Bogor, Mediaperkebunan.id
Tantangan karet alam Indonesia adalah penurunan produksi sehingga banyak pabrik karet yang tutup. Penyebabnya penurun harga dalam satu dekade, serangan penyakit gugur daun pestalotiopsis, konversi karet ke tanaman lain. Tantangan lainnya adalah perubahan iklim, EUDR dan perlambatan pertumbuhan ekonomi dunia. Lina Fatayati Syarita, Peneliti Pusat Penelitian Karet Indonesia (PPKI), PT Riset Perkebunan Nusantara menyatakan hal ini.

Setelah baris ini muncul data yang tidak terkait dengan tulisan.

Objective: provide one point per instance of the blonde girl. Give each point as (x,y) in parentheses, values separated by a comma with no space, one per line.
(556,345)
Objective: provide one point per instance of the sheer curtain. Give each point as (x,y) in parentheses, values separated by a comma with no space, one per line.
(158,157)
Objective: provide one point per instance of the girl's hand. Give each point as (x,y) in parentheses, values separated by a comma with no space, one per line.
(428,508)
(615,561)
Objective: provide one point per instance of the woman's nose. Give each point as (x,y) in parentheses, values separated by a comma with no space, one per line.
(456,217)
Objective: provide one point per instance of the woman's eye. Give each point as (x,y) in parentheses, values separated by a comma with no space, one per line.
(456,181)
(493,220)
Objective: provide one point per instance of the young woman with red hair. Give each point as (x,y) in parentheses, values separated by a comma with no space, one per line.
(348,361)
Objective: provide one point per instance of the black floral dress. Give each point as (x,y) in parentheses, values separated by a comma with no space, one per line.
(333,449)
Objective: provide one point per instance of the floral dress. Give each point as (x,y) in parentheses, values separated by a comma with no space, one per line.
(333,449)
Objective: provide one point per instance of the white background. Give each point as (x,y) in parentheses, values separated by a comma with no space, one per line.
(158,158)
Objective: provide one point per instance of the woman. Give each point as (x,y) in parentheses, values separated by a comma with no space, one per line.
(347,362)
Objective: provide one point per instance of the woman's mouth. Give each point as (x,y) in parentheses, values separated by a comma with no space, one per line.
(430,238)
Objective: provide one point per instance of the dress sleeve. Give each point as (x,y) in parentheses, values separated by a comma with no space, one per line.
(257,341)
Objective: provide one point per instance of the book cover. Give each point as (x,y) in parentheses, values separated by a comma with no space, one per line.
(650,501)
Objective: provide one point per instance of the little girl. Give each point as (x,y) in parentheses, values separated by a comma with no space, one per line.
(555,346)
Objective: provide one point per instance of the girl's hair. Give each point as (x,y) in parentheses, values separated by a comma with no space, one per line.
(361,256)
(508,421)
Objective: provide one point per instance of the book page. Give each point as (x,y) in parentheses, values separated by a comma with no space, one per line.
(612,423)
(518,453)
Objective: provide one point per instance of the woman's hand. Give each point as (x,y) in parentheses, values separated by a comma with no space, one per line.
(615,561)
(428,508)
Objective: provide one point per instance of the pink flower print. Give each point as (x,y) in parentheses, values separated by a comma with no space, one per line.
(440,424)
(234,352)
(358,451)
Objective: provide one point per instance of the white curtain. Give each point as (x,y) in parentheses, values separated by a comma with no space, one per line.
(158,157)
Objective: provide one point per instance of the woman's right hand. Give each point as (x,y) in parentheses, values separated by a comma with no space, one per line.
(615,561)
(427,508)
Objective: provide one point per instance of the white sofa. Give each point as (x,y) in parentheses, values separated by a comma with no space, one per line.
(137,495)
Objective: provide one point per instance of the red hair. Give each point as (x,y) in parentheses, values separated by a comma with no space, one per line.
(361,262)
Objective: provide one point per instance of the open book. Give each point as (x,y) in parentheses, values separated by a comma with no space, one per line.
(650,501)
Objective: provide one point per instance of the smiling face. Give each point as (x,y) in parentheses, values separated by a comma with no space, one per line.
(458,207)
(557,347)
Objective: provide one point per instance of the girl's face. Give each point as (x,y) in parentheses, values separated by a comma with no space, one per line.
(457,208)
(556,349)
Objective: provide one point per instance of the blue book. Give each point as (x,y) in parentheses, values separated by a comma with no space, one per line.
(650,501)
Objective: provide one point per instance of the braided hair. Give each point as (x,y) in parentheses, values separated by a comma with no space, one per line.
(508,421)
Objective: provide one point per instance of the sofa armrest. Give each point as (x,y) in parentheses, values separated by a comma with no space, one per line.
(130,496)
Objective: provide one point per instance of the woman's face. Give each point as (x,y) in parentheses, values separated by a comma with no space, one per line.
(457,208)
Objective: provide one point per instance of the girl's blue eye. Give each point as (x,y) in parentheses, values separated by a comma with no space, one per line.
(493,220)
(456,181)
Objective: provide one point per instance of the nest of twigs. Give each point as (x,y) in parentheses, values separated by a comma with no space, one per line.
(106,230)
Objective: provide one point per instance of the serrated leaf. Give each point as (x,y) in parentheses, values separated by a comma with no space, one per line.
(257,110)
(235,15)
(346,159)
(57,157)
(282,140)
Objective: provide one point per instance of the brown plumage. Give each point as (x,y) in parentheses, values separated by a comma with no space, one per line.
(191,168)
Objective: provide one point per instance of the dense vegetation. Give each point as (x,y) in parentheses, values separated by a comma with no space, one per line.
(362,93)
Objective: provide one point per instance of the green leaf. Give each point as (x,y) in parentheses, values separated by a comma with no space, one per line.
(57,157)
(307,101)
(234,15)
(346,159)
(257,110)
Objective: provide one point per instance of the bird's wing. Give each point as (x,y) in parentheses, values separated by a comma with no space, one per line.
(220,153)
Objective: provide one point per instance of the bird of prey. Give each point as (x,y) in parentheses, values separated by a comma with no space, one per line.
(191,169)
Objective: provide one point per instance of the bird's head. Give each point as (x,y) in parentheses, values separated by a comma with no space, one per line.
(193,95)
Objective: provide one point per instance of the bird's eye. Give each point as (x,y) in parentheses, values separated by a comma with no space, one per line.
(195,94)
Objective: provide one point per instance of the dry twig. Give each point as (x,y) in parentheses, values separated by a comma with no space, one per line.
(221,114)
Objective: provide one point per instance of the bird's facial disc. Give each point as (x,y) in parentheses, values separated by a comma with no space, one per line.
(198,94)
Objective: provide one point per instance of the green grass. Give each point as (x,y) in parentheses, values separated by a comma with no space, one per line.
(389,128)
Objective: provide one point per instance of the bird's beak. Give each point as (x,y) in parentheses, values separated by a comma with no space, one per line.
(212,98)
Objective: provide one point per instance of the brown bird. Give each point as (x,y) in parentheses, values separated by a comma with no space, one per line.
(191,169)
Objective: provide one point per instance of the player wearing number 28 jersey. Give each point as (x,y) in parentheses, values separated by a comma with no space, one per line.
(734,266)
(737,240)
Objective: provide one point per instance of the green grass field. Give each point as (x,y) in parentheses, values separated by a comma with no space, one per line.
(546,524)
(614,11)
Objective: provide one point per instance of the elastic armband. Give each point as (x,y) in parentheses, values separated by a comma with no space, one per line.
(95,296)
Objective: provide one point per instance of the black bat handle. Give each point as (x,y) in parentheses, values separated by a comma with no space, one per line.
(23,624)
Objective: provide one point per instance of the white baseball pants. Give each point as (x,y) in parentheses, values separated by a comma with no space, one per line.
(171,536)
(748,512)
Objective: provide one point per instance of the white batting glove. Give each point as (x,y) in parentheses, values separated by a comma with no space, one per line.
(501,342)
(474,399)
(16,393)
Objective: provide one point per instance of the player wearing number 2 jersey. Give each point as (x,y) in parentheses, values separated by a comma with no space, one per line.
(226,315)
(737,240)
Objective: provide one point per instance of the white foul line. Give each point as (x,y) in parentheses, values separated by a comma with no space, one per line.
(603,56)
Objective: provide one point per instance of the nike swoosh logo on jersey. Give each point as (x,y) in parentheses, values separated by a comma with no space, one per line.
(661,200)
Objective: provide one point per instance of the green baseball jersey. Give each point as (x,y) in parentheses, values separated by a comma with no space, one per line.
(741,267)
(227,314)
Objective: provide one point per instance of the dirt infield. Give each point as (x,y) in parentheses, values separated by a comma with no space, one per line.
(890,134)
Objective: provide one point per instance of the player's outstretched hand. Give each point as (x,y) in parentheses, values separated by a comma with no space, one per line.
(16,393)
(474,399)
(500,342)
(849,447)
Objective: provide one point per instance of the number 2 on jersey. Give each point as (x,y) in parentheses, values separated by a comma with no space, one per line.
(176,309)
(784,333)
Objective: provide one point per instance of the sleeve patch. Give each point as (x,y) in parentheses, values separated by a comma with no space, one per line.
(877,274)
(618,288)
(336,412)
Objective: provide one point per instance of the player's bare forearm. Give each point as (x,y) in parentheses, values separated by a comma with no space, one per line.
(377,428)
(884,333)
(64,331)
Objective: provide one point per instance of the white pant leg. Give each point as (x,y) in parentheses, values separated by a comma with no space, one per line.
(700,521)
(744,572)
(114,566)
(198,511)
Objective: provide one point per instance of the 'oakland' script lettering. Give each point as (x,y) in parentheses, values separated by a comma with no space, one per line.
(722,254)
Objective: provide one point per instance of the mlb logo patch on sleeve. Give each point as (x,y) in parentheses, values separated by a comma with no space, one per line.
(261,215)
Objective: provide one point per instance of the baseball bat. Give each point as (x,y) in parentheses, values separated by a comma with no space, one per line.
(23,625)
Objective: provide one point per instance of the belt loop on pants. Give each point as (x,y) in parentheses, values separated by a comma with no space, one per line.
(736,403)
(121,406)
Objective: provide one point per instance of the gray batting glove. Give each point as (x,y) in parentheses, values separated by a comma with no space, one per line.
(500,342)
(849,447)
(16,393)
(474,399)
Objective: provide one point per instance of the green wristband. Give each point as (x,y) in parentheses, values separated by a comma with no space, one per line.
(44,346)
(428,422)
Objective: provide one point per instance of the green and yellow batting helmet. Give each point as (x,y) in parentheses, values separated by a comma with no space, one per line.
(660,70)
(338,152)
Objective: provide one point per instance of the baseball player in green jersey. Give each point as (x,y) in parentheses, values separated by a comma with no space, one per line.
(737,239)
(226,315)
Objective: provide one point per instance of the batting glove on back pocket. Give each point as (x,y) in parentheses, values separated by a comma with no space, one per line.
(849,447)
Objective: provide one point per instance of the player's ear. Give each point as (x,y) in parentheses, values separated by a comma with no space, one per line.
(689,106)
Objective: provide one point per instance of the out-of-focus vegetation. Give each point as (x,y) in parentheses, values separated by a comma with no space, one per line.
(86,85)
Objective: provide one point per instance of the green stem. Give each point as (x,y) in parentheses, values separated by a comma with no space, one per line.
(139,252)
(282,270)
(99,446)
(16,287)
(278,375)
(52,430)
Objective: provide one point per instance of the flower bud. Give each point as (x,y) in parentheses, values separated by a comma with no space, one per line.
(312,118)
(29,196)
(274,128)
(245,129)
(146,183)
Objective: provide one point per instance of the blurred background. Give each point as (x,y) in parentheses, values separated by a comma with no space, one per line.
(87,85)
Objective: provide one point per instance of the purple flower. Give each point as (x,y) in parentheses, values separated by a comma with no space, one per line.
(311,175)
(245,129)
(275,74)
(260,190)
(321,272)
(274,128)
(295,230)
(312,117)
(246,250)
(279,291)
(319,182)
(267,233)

Usulan kebijakan adalah pengendalian pestalotiopsis harus terus dilakukan untuk memulihkan produksi. Keterlibatan dinas terkait dan Pusat Penelitian Karet sangat penting untuk menyusun paket pengendalian oleh petani. Penguatan kelembagaan pekebun dan kelembagaan pemasaran (UPPB).
Diversifikasi tanaman dengan tumpang sari perlu didorong untuk meningkatkan kesejahteraan petani. Dukungan diseminasi riset menjadi langkah awal yang harus dilakukan. Peremajaan harus menjadi kegiatan utama, dengan pendanaan dari BPDP karet seperti pada kelapa sawit.
Karet yang didominasi rakyat menjadi kendala dalam pemenuhan syarat tracebility EUDR. Perlu dibuat sertifikasi Indonesia Sustanable Natural Rubber. Penguatan riset dan pengembangan industri hilir.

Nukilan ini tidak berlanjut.